As usual, excellent write up MS. I've got a couple questions, don' t laugh if they seem naive please.
The new alt can put out 140 amps a hour, the bank is 500ah. Assuming you were involved in sizing the bank the owner is educated enough to have sized it so he doesn't cycle it below 50% (250ah).
In the first hour the alt dumps in 140ah, bank is at 390ah / 78% - we'll call that 80% because it's close enough.
At that point - 1 hour and a couple seconds - it's no longer in bulk charge mode (I'm ignoring the efficiency ratings and drops amps) and has gone to absorption mode.
This all depends upon how the owner wants to run the boat. Many owners want to be able to cycle between 50% & 80-85% with less than or equal to 1 hour of engine per day. It also depends upon what you have for batteries.
If that 500Ah bank were Lifeline batteries they want to see a MINIMUM charge capacity of 0.2 "C" or 100A hot output in bulk mode. This requires at least a 120A alternator to meet the "minimum" for Lifeline.
Odyssey TPPL AGM's are even tougher to satisfy the "minimum" requirements. Odyssey wants to see a min charge current of 0.4 of "C" so a 500Ah bank of Odyssey batteries technically needs a 225A alternator to meet the 200A min charge current. The boat above has a 400Ah bank and technically should have the 180A alt to hit the 160A / 40% of capacity recomendation but the owner decided 140 was close enough and preferred the low RPM performance of the 140A vs. the 180A. I did confer with Odyssey on this too and they said while 40% is preferred and advised that the 30% we were at was far better than most installations.
Isn't the 140 amp output kind of overkill?
Again for Lifeline, Odyssey or other AGM batteries it can actually be quite underkill not overkill.
It saves some diesel running time certainly, but is it worth the presumed 2k of cost?
It may not be worth it to you but may be to others. For this owner it cut him from about 3+ hours to hit 85% to about an hour. His stock alt really suffered when heated up and maxed at about 28-30A when hot. That is two+ hours, per day, of less wear and tear on the engine, alternator, noise pollution for others if in an anchorage AND more time under sail only vs. motoring or motor sailing.
If he's got 100ah of solar capability this makes sense - run the motor a hour in the morning while it's still in bulk acceptance, then absorption rate with the solar to get almost full by sun down.
Even without solar it makes sense, if it makes sense to your wallet, you don't want to listen to an engine all day long and prefer to sail more than motor. Solar always makes sense as an additional charge spurce provided you can fit the panel real estate.. The only time it may not make sense is if your alternator is exceeding bank acceptance in bulk and the capabilities are going untapped.

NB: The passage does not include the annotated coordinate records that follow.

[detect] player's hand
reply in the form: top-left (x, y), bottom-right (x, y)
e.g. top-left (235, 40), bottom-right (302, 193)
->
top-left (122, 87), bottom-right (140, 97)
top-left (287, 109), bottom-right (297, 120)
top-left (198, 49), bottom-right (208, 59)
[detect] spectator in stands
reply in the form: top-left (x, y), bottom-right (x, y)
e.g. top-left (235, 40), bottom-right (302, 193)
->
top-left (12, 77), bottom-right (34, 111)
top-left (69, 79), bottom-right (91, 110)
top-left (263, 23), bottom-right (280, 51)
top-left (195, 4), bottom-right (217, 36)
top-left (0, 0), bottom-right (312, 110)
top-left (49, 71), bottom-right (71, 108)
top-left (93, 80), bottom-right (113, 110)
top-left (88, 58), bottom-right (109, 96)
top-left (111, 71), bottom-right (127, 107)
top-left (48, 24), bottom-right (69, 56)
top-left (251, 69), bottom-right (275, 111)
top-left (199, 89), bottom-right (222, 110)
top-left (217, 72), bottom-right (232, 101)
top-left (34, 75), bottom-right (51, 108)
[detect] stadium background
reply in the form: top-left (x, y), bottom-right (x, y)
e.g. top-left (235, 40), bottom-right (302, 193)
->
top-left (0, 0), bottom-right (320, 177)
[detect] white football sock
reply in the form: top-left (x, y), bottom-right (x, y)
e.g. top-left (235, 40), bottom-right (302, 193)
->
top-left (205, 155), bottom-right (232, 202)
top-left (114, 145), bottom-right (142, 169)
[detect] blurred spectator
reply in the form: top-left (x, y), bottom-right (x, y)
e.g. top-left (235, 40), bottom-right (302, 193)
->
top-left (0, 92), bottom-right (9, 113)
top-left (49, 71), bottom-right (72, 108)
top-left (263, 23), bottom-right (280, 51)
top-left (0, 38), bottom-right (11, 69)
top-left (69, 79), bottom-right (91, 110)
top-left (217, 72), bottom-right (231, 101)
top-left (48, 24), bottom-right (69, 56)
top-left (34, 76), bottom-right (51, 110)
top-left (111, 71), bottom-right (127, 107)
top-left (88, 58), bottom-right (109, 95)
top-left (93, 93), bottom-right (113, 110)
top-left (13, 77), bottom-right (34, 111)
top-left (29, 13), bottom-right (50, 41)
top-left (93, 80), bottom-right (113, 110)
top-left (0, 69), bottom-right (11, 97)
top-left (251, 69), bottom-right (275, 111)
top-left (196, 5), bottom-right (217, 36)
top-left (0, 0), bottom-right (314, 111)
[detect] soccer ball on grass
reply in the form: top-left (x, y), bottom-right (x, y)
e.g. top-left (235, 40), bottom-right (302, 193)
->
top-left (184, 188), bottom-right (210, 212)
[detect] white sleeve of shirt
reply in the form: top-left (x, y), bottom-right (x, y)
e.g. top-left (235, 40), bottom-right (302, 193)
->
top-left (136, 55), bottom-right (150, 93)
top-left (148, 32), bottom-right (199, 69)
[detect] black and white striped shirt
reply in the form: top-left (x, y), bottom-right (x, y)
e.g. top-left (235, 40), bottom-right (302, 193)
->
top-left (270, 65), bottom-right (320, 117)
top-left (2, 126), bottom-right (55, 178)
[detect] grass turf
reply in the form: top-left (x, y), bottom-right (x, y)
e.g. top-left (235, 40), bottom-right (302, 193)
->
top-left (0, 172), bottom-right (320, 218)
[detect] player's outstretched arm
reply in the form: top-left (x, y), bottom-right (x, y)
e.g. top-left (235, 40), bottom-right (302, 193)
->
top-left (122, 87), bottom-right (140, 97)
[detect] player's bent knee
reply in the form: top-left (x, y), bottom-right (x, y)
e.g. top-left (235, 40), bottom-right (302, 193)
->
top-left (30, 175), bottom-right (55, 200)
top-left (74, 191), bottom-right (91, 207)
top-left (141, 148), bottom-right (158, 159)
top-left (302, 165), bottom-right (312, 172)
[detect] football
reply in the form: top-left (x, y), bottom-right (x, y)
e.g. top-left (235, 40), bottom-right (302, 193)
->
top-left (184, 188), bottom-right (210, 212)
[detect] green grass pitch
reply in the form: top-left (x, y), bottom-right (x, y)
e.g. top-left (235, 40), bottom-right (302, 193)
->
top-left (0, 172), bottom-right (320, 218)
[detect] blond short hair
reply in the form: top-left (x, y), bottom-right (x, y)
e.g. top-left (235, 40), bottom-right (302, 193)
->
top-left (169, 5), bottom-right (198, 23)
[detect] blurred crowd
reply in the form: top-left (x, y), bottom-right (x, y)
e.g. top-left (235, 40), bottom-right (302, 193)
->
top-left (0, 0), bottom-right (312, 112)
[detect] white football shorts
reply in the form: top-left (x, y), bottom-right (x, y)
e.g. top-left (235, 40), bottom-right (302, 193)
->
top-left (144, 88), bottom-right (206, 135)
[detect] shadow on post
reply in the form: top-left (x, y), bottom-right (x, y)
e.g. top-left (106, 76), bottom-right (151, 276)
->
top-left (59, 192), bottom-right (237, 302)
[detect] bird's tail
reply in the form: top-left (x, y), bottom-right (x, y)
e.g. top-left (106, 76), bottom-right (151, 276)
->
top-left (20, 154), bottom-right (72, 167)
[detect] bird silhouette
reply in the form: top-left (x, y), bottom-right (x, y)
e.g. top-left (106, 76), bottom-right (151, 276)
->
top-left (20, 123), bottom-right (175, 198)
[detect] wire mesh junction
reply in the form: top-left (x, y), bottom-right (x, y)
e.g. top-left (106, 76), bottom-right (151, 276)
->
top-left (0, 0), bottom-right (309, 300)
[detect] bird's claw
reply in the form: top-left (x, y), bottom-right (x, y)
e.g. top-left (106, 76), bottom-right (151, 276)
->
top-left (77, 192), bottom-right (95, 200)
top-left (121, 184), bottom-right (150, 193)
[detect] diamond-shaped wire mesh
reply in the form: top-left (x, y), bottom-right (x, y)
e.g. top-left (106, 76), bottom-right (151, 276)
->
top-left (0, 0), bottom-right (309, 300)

Even then a larger alt will run cooler and work less hard so alts that exceed acceptance of the bank can still be a good value over the long haul because they simply last longer.
I ask because I'm going to have similar needs on my boat (500 ah bank, 200ah 'daily diet).
A 140A alternator on a flooded bank still makes a lot of sense as the 500Ah bank will take about 125A of charge current for a period of time in bulk. Putting it back as quick as possible means shorter run times. Also many HO alts will output LOTS of current at low RPM meaning less engine RPM at anchor if you need to top up on the hook.
Also - what's the take off the engine/shaft horse power, I'm assuming there is no free lunch.
About 1HP per 25A +/-. It should not affect a properly sized engine, in most circumstances. If that is an issue a field cut off switch can be added so if you need more HP you simply cut the regulator. I have a number of boats with cut-offs and they owners claim the never use them or find a need to use it.